Level Up will share promising practices and support policies that better prepare high school students for college, especially among low-income families and those who are the first in their families to attend college.
Too often, high school students have aspirations to go to college but upon graduation are not ready for college-level work. Reducing that gap requires closer collaboration between K-12, higher education and other stakeholders, said Matt Gandal, president of the Education Strategy Group.
“It’s easier to stay in our lanes,” he said at an event Friday in Washington, D.C., to kick off the campaign. “But staying in our lanes won’t help students.”
Expectations, transitions, support
Organizers said the campaign will focus on three key areas: aligning expectations, facilitating seamless transitions and extending navigational support. A new website provides recommendations to improve student success in each of those areas, such as simplifying the federal student aid application process, providing more opportunities for students to earn college credit while still in high school, and rethinking developmental education, among others.

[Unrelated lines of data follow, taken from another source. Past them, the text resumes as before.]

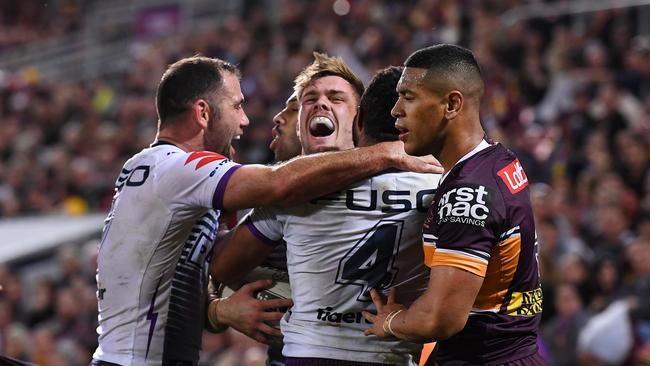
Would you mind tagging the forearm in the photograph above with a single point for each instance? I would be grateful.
(308, 177)
(420, 326)
(311, 176)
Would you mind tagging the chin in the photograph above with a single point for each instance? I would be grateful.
(323, 148)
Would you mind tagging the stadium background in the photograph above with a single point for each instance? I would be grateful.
(568, 88)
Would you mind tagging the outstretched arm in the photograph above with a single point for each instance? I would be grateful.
(438, 314)
(308, 177)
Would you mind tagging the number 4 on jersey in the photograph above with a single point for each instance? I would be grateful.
(370, 263)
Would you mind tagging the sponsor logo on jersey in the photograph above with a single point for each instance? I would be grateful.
(329, 314)
(204, 158)
(514, 176)
(468, 204)
(527, 303)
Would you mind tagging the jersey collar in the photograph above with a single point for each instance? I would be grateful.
(481, 146)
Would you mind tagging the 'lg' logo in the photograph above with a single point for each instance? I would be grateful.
(514, 177)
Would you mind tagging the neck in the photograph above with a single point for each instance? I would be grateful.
(458, 144)
(185, 144)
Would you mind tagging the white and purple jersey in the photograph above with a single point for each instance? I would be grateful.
(338, 248)
(152, 271)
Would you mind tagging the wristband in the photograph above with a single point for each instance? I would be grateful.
(213, 317)
(389, 318)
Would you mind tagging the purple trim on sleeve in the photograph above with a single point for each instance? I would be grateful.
(217, 199)
(258, 234)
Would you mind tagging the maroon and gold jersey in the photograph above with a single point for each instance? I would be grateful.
(481, 221)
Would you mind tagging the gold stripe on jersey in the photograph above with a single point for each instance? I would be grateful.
(458, 259)
(429, 249)
(499, 275)
(527, 303)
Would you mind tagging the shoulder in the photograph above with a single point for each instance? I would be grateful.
(407, 180)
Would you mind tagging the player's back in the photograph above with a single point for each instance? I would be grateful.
(151, 273)
(340, 246)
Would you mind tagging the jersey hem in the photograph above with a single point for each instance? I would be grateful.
(259, 235)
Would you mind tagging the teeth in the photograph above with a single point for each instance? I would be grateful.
(321, 126)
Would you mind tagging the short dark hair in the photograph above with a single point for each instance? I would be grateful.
(376, 103)
(455, 66)
(187, 80)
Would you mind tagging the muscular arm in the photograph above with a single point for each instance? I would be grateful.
(237, 254)
(307, 177)
(438, 314)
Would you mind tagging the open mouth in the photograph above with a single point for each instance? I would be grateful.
(403, 132)
(321, 126)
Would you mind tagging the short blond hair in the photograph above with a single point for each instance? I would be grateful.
(325, 65)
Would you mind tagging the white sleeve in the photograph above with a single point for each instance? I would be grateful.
(264, 225)
(196, 179)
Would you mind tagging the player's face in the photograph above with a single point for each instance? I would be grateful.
(285, 144)
(228, 123)
(327, 109)
(419, 113)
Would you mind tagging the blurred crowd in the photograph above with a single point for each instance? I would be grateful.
(570, 94)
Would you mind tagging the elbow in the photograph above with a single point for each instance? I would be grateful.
(441, 329)
(221, 273)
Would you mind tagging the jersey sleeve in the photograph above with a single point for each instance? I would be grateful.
(461, 231)
(263, 223)
(196, 179)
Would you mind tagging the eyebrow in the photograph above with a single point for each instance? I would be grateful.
(328, 92)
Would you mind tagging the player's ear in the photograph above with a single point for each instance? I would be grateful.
(201, 111)
(357, 127)
(454, 104)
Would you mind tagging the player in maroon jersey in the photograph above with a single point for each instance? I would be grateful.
(483, 303)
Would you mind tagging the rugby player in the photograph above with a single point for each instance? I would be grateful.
(151, 276)
(483, 302)
(342, 244)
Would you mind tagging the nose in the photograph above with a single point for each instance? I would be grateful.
(277, 119)
(397, 110)
(322, 103)
(244, 121)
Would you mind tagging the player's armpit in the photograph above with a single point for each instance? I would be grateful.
(443, 309)
(236, 254)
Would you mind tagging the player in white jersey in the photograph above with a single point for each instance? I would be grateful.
(341, 245)
(164, 218)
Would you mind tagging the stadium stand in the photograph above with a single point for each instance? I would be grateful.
(570, 92)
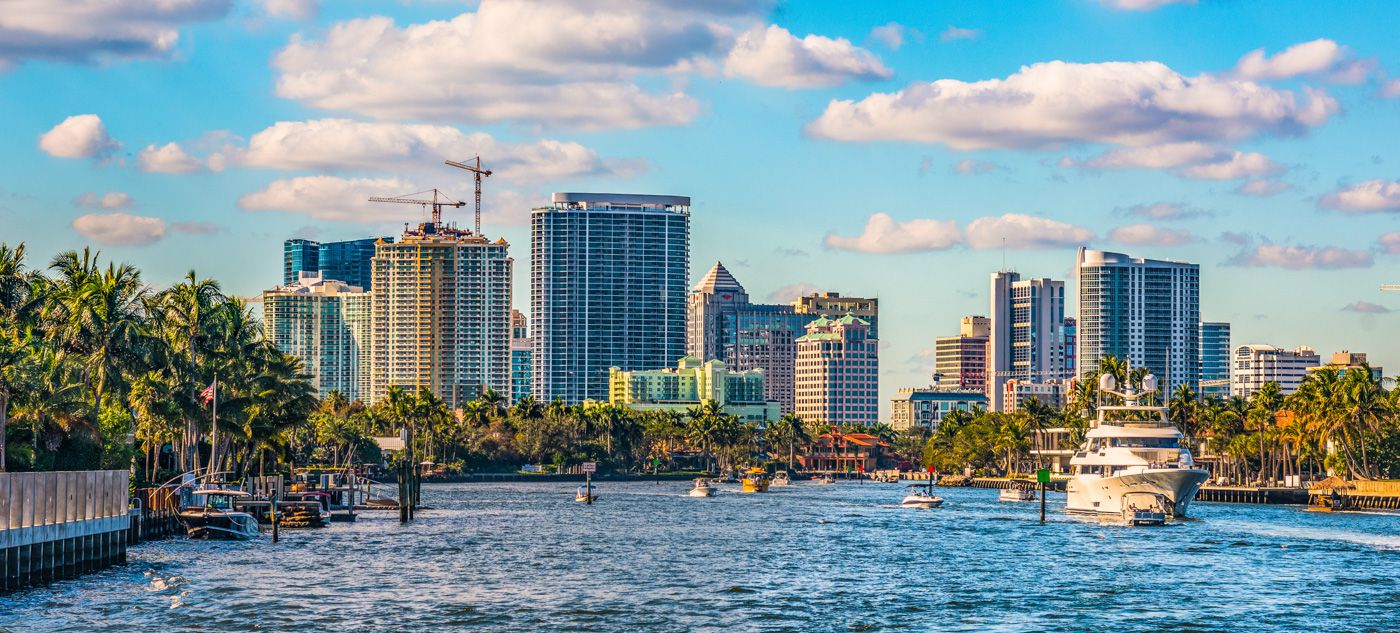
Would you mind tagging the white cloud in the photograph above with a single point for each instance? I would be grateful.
(1141, 4)
(1304, 256)
(1239, 165)
(774, 56)
(290, 9)
(107, 200)
(1318, 58)
(168, 158)
(97, 30)
(1056, 102)
(954, 34)
(119, 228)
(1263, 188)
(363, 146)
(1024, 231)
(885, 235)
(79, 136)
(1369, 196)
(552, 63)
(1150, 235)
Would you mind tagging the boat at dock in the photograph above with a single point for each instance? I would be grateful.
(212, 516)
(1131, 450)
(702, 488)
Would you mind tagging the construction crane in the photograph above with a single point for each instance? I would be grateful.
(437, 205)
(476, 170)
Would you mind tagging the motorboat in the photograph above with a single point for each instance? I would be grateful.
(212, 516)
(702, 489)
(1131, 450)
(755, 481)
(1017, 493)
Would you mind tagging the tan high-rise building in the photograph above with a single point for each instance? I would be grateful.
(441, 314)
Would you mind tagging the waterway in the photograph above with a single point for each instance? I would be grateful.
(524, 556)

One program featured on the website was Miami Dade College’s (MDC) pre-college advising program, which is a comprehensive series of programs, activities and counseling sessions that guide students, even before they enter college.
“It has to be a holistic approach,” MDC President Eduardo Padrón said at Friday’s event. He noted that it is critical for colleges to develop close relationships with K-12, especially with principals.
MDC brings its advisors to schools and shares its resources with them, Padrón said. The college also has developed faculty-to-faculty workshops between K-12 and college faculty to ensure curricula is aligned, especially in math and English.
“It takes a team that’s really committed,” Padrón said.
MDC also uses peer-to-peer recruitment. MDC students serve as college ambassadors and return to their former high schools to share their experiences and to provide advice, such as applying for student aid.
“This is probably more effective than anything that we do,” Padrón said.
Friday’s event also featured a panel of local college students who participated in a program that guided them from high school through college. The Achieving Collegiate Excellence and Success program is a partnership among Montgomery College, Montgomery public schools and Universities of Shady Grove, a unique regional higher education center with outposts operated at several state universities.
Students in the program are paired with coaches who help them navigate college, from enrolling at the college and selecting courses, to applying for student aid and transferring credits to a four-year institution.
Rifa Ariella, a first-generation student at Montgomery College studying communications, noted that when she learns about new resources that help her through college, she shares them with family and friends, many of whom also are first-generation college students.
“It’s comforting to know we can pass that knowledge around,” she said.
College/K-12 leaders meeting: The American Association of Community Colleges and AASA, The School Superintendents Association, will host a meeting of community college and K-12 leaders March 24–25 in Washington, D.C., to discuss college and career readiness.